Mural of woman hanging zebra stripes out to dry by Banksy, Timbuktu, Mali, 2008. Photo: BANKSY project by Alyssa Argento, Abdual Nadeem, and James Farley

 

What If Joy Harjo Knew the Secret to Healing

What if Joy Harjo knew 
the secret to healing 
& horses carried all the poems 
In their throats, songs of native lands

Songs 
Songs
Songs

The river gropes 
the ankles of running steed

If a horse looks up to the sky
what forgiveness does it seek

As a child I wondered 
what language was spoken through
their neigh, what music slices 
through their hooves

A man painted horses in 
reds and purples 
the man set the stallions 
against a New Mexico sunset
Is this what Joy Harjo meant of 
them cutting into the edge of the sky 

What strength
What speed
What if they kept running 

What if Joy Harjo knew 
the secret to healing 
& horses carried all the poems 
In their throats, songs of native lands

Songs 
Songs
Songs

You can never bury the innocent 
Sooner or later 
Their blood will call 

Sing 
Sing
Scream through cheering greed

I stopped to watch glory in a brown body & a black mane somewhere in between my move from California to Texas, I was already feeling the heat of the border as it grazed quietly in thought

What patience
What beauty
What eyes watching me cry 

The man who painted horses moved to Honduras without the color green
Now all his horses 

Fly
Fly
Fly

 

Detail of “Swinger” mural by Banksy, now mostly destroyed, Lower 9th Ward, New Orleans, Louisiana, 2008. Photo: Infrogmation of New Orleans

 

Stray Bullet #3

Corridos play,

en la cocina
Mamá stirs el caldo

en la sala
la más chiquita falls into
her tea set: she serves

blood to her dolls.

 

Chicano Blood Transfusion

I got shot in the gut
and now I need
a Chicano blood transfusion.

Make sure the vials come from the underground.

Quick!

alurista is coming down the corridor and wants my hat for his collection

What for the rush and bloody pain
What for the blooming and the rain

Close the door! Put a sheet over my body and tag my toe.
My brown skin is hindered by the loss of blood.

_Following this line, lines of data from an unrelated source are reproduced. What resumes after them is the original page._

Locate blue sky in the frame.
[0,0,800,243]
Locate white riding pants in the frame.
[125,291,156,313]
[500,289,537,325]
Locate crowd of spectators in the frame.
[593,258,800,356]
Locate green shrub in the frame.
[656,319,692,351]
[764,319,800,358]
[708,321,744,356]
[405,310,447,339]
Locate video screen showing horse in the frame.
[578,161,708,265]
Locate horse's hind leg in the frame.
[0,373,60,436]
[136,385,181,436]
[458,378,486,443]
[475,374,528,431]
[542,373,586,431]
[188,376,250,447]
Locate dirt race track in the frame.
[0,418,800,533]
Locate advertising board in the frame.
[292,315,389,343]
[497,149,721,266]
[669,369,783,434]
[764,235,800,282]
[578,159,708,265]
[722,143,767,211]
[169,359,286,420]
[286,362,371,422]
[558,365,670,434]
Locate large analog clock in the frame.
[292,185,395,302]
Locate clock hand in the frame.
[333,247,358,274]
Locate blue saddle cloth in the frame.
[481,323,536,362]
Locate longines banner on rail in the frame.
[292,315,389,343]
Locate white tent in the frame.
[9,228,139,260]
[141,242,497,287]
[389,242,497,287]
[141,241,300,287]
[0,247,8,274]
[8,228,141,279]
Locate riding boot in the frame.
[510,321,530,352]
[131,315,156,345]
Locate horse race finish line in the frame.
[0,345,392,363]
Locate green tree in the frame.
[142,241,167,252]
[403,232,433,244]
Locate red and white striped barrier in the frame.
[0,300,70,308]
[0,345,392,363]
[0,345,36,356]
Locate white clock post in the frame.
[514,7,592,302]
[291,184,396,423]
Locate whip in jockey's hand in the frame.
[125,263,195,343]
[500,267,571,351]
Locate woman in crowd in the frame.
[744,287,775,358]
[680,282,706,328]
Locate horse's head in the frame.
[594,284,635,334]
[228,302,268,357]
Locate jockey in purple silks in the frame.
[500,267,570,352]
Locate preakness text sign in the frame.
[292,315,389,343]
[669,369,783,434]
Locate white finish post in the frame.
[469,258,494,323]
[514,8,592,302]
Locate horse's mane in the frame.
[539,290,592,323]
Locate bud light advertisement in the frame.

Help! Minute men are looking for me,
la migra is banging on my door!
La chota has me surrounded
In hand, pistolas with hairline triggers,

I can hear them approaching with
their steel- toed boots crushing
the concrete up the piss stained staircase.
breaking out the chalk, ready to outline me
for being a Voice

Where’s the sangre?
I’m losing consciousness
strap Juan Felipe Herrera down
—take it from him
cause’ I can only come up with 180 reasons why a Guanaco can't cross the border.

Look for the descendants of
“Corky” Gonzales

who also is the blood,
the image of myself.

Ask a Chicana in the midst
with beautiful brown eyes,
to hold my hand during the
mezcla of Pupil y Maya

I can't write anymore, my pen is missing
along with my grandma's recipe for champurrado y chiles rellenos.

I need those to help me break
through the concrete wall mierda stretching from Califas to Tejas.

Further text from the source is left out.